/Course-Project

Getting and Cleaning Data course project

Primary LanguageR

GCD-Course-Project

Getting and Cleaning Data Course Project

Data Set Source

The data was collected from sensors of smartphone carried by experiment subject when performing certain activity. There have been 30 subjects, and each subject performed 6 activities (WALKING, WALKING_UPSTAIRS, WALKING_DOWNSTAIRS, SITTING, STANDING, LAYING) wearing a smartphone (Samsung Galaxy S II) on the waist.

A full description is available at the site where the data was obtained.

Processes to Get Tidy Data

The reshape2 package was required to melt() and dcast() the data frame.

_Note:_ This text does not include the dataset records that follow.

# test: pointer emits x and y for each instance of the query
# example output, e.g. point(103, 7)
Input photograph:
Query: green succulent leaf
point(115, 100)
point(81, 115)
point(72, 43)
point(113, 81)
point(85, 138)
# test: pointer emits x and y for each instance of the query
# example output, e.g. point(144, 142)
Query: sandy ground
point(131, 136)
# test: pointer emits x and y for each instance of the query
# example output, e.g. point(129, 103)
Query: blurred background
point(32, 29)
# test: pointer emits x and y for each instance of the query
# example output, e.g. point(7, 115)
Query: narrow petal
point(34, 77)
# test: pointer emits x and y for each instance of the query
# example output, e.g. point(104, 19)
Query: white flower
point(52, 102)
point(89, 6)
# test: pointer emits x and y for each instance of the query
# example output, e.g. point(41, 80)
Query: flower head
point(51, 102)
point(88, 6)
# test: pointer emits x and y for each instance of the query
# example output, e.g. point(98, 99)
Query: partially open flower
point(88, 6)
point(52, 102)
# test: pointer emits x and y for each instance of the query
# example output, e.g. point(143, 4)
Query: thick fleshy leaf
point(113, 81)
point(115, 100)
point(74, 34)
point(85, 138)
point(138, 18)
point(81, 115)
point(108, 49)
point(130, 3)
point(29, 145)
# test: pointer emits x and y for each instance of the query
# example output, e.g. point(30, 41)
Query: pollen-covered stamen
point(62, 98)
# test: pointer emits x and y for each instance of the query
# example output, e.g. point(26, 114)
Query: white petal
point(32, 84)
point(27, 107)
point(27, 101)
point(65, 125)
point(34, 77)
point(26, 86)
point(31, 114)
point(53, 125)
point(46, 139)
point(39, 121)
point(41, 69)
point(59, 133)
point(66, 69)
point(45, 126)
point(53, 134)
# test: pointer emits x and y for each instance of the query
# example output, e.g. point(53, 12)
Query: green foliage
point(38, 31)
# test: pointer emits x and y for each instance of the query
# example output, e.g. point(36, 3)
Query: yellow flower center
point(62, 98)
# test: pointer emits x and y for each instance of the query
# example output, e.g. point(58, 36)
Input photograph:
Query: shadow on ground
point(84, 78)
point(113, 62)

  1. Download and unzip the data set file.
  2. Read the relevant files to variables:
    • features.txt -> features
    • activity_labels.txt -> act
    • y_test.txt -> ytest
    • y_train.txt -> ytrain
    • subject_test.txt -> subj_test
    • subject_train.txt -> subj_train
    • X_test.txt -> xtest_df
    • X_train.txt -> xtrain_df
  3. Merge the test and train data(xtest_df & xtrain_df), cbind() the subject number (subj_test & subj_train) and activity labels (act) to the left of the merged data, and name the cols with features.
  4. Extract the cols with "mean()" or "std()". Cols with "meanFreq()" are not included because it calculates the mean frequency not the mean value.
  5. Use the melt() and dcast() functions to get the narrow tidy data.
  6. Give the tidy data proper variable names and use write.table() function to create a .txt file.